While the university’s concern regarding security issues of the past is valid, it’s not inconceivable that the university provide a security officer to the building to do routine patrols and keep track of what organizations are using the building.

Afterall, the university spent $1.5 million on security cameras for the perimeter of the campus, $2,000 for each in-class audience camera and $44 million on the new Academic Learning Commons; why not shell out a couple thousand more dollars on a measure that immediately benefits the student body, rather than permitting the Student Government Association to budget money to a student organization for a basic service that the university should be providing?

It is patently dishonest for the university to promote rampant diversity and the number of student organizations here as a selling point to prospective families, while simultaneously not providing said student organizations with the most basic of necessities.

We’ve constructed ourselves into the wider community of Richmond through fostering these diverse and engaged student organizations.
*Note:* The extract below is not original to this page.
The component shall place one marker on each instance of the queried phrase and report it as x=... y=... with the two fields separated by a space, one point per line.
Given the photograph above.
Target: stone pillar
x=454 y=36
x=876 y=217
A working trust between the administration and organizations has been established; as much as the administration wants to push their “15-in-4” (a campaign that’s geared toward persuading students to take 15 credit hours per-semester in order to graduate in four years), it’s equally important that students spend their time here learning through actions, both outside of the classroom, work and internships and in an engaging, peer setting.

Not only do student organizations develop interpersonal relationships, they also help to build networking connections, mass organizational skills and function as a creative and recreational outlet. They’re an integral part of the learning experience that is college life and a critical asset to student development and growth.

With more than 20 sports teams, at both the club and intramural level, it’s almost embarrassing that we don’t have more than one field for practice. Granted we are living in a city and have limited green space, but our athletic expansion cannot be solely based around our basketball team.

While we don’t necessary have an ample amount of resources to fund our athletic programs the way we would like to, it doesn’t mean that their needs are inconsequential. Another field would clear up congestion on the Cary Street Field and give other organizations, particularly minor sports clubs and non-sport clubs wishing to engaging in team-building recreational sports activities an area to call their own.

There isn’t time to wait for VCU to begin construction on another phase of the University Student Commons or another building. Presently, there is available space not being otherwise utilized. While the SGA has provided dance organizations with a feasible alternative, it is unnecessary considering the solution to the issue is easy and readily accessible for the administration.

  Whether the Bhangra Off-Campus Space bill (to be voted on by the SGA Appropriations Committee today) passes or not is almost beside the point; it’s unnecessary for feasible solutions to be ignored and for student organizations to be slighted in the manner that they have been.